TH-302 is a hypoxia-targeted drug that is thought to be activated under tumor hypoxic conditions, which Merck KGaA calls "a hallmark for many cancer indications," as areas of hypoxia within tissues are common in many solid tumors due to insufficient blood vessel growth. Similarly, the bone marrow of patients with hematological malignancies has also been shown, in some cases, to be extremely hypoxic.
TH-302 has been investigated in more than 550 patients in Phase I/II clinical trials to date in a broad spectrum of tumor types, both as a monotherapy and in combination with chemotherapy treatments and other targeted cancer drugs. Threshold has several ongoing clinical trials including, but not limited to, a controlled Phase II trial of TH-302 in combination with gemcitabine versus gemcitabine alone in patients with advanced pancreatic cancer and a Phase III study evaluating TH-302 in combination with doxorubicin versus doxorubicin alone in patients with soft tissue sarcoma.
"Merck Serono Oncology is a critical lever of our future pipeline and business success in the short and long term," Merck's Herbert notes. "Our focus is developing products that provide beneficial therapeutic outcomes and create new options for cancer patients. A principle on which we focus in oncology is that 'combination is key,' and one aspect of this is we aim to develop products that target multiple aspects of the disease process and are suitable for use in combination with established therapies.
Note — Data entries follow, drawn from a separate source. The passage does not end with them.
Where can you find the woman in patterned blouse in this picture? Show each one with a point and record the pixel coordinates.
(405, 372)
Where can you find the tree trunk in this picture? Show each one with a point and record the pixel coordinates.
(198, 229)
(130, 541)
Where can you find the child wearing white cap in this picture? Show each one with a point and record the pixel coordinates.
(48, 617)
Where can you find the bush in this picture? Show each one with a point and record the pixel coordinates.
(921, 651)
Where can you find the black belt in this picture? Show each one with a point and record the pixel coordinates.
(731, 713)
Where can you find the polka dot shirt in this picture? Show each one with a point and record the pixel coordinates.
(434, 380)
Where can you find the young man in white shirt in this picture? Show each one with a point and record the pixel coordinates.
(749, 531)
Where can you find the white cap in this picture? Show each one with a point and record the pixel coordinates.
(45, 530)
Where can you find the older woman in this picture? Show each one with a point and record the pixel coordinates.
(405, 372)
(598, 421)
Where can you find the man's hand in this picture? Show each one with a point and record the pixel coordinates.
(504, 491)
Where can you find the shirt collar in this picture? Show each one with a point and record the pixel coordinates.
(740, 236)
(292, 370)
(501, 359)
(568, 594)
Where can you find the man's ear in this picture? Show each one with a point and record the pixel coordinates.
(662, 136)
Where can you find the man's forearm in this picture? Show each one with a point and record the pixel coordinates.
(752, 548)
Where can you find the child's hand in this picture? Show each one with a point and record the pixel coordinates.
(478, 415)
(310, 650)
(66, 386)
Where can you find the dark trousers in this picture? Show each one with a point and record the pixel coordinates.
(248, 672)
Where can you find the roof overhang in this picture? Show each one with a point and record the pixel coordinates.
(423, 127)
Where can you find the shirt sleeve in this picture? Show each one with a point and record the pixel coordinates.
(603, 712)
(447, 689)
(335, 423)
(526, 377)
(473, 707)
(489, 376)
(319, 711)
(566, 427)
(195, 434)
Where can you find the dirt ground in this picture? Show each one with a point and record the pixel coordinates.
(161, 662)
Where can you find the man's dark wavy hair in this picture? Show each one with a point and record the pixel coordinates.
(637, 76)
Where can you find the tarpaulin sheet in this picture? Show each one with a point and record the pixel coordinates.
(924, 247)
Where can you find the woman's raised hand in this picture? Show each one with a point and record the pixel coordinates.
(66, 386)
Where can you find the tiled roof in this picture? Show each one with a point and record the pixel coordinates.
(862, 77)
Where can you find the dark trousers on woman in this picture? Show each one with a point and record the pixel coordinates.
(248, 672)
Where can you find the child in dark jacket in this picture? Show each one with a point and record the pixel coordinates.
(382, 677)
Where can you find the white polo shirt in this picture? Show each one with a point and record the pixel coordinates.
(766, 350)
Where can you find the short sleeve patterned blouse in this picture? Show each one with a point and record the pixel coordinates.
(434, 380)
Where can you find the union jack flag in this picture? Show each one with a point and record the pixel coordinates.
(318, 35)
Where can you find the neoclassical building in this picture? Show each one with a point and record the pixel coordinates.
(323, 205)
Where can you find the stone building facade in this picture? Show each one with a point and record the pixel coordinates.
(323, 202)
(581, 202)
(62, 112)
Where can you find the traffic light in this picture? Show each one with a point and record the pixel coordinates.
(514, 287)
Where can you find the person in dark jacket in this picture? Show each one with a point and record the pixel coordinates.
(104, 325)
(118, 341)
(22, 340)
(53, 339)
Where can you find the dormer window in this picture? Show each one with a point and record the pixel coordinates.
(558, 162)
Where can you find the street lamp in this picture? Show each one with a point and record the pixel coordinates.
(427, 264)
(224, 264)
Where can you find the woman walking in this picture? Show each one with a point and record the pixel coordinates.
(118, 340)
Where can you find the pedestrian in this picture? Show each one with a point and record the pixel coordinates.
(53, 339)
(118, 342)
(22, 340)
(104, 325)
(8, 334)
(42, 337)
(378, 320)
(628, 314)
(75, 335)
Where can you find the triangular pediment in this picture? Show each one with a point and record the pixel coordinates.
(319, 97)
In order to optimize therapeutic success, our focus is to combine approaches that target the following three areas of the disease process: the tumor cell directly, the tumor's local environment or the patient's immune system. TH-302 has many attributes that answer to our strategic goals."
Threshold announces positive Phase IIb trial results for TH-302 in patients with pancreatic cancer
SOUTH SAN FRANCISCO, Calif.— Threshold Pharmaceuticals Inc. announced Feb. 21 that its 214-patient randomized controlled Phase IIb clinical trial evaluating the efficacy and safety of two doses of the investigational agent TH-302 in combination with gemcitabine compared to gemcitabine alone in patients with first-line advanced pancreatic cancer achieved its primary endpoint, with a 63 percent improvement in progression-free survival and a safety profile consistent with previous studies.
"With the results of this trial, we are again very encouraged that TH-302 is conferring benefit to patients with aggressive and difficult to treat cancers," said Dr. Barry Selick, CEO of Threshold. "We look forward to its ongoing development with our partner Merck KGaA in this and other indications."
The combination was well tolerated, with a safety profile that was consistent with the company's prior study of this combination regimen. As in that study, skin and mucosal toxicities related to TH-302 were dose-dependent but not dose limiting.
"This study provides the proof of concept demonstration that TH-302 contributes to the efficacy of a known active agent and supports the rationale for combining TH-302, a hypoxia targeting agent, with other approved therapies," said Stew Kroll, senior vice president of biostatistics and clinical operations of Threshold.